Dreaming in Films


By Peter-Shaun Tyrell

Image courtesy of geralt.

“A film is not a dream that is told, but one that we all dream together.” – Jean Cocteau

Some people theorize dreams have meanings, others think they could be a prophetic series of images. Or, it could simply be they are a collection of thoughts we’ve had, randomly selected, and connected to form a nonsensical perplexing story. There is not one theory that is conclusive enough to be fact.

However a certain school of psychoanalytics believes there is a direct link between our dreams and films–that these mediums are actually synonymous with each other. They also believe that the way we watch and understand films is the same as how we dream. It is no wonder why we call Hollywood “The Dream Factory” as psychoanalytic scholars claim film and dreams are linked together. Sigmund Freud established the foundation of this theory with psychoanalysis and dream interpretation, but did not relate it to films.

Try to remember the last time you went to the cinema or watched a film at home and were truly intrigued by the movie. Do you remember feeling groggy after the film was over? Yawning and stretching after you stood up to walk out of the theater?

According to Roland Barthes, an early 20th century literary theorist, and Andre Breton, a French writer and poet, they believe this to be your body imitating the “dreamlike state” while watching a film.

The “dreamlike state” (a term coined by French filmmaker Rene Clair) isn’t a coincidence but a conscious effect film directors hope to create within their audience. The term “oneiric” is used to describe movies that utilize the metaphor of dreams or present dream states in their film.

Movies such as David Lynch’s Mulholland Drive would be a quintessential example of an oneiric film. Although this is an extreme example since it uses the components of the theory to create a dream world, which helps entrance the audience into the dreamlike state. Because these components imitate the land of nod, they are the reason why we are subdued into the state as talked about by Breton and Barthes.

The time frame of movies and dreams are also similar. During deep sleep we have two different REM cycles that people drift between: light REM and deep NREM. These cycles can last up to 90 minutes each, just like the average length of a film. As these cycles change, so do our dreams; dreams can last anywhere from five minutes to 30, 45, or 90 minutes, like reels changing in an old movie theatre.

These REM cycles can be linked to when a film has an important plot point coming up that changes the narrative path of the movie as seen in the dramatic structure. Even in our dreams we have exposition, rising action, a turning point, falling action, and then the conclusion.

This progression fits right into how our brain digests stories and makes them easier to absorb. If films break away from this structure or have a long run-time we do tend to come out of the world–similar to how our dreams change after a 90-minute cycle. Films replicate these cycles and create two dramatic structures in those 90 minute cycles to keep us in the dream state.

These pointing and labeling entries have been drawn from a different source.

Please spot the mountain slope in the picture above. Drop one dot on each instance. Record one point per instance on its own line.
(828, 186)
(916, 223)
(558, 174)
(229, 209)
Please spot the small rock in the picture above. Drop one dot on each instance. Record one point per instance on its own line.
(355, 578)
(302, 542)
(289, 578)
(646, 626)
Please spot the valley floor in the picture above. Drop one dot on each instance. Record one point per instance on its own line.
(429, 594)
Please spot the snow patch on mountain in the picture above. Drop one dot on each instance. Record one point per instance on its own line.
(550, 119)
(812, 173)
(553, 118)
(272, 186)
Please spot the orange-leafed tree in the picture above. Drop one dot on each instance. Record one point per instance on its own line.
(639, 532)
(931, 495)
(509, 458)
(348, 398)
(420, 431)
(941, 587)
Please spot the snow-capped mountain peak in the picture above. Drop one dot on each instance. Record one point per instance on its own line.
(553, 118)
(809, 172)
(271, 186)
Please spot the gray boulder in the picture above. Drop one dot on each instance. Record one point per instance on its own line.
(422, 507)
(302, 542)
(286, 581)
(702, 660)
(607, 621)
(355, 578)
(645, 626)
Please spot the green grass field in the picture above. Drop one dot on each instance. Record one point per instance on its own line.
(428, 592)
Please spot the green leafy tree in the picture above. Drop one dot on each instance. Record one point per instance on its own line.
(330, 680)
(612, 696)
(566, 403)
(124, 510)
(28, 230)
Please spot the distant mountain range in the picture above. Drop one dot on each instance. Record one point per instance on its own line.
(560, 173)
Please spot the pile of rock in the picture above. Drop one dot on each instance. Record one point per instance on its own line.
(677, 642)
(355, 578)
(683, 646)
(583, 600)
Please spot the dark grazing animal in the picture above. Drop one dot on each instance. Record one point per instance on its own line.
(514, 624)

For example, in Lord of the Rings: Fellowship of the Ring it is roughly around the 90 minute mark that Frodo reaches Rivendell. Up to that point, the film had exposition (Frodo, Biblo, and Gandalf talking about the ring and the world of Middle Earth), rising action (Frodo’s journey to Bree), a turning point (the Wraiths find and chase the group, injuring Frodo), falling action (the hobbit’s escape and arrival at Rivendell), and a conclusion (the appointment of the Fellowship and another journey beginning).

When we dream, we feel like we truly experience them. Whether it be a terrifying nightmare or a guilty wet dream. The fact is, while we are asleep we believe it’s real. Even after we have woken up, the emotions we felt linger like an after-effect of the dreams. Our mind knows it’s just our subconscious, yet we hold onto it until it’s forgotten.

When we watch a film there is a “willing suspension of disbelief” in which we accept what transpires on the screen as real. The most unrealistic horror film will make you jump out of your seat, or the most inexplicable animated inanimate object from a Disney film will make you cry when they die. It is only after we have walked out of the cinema that the after-effects of the film leave us–unless it’s Paranormal Activity and it stays with you for the rest of your life.

Dreams and films are relatively similar mediums in the sense that what we are seeing isn’t real, yet we can derive emotions and experience out of each. These emotions and experience aren’t necessarily as accessible in the real world, which is why we are so attracted to dreams and films. The only difference with films, however, is that we choose what we are watching, as Remy de Gourmont said, “the best place to repose: the images pass borne aloft by light music. One need not even bother to dream.”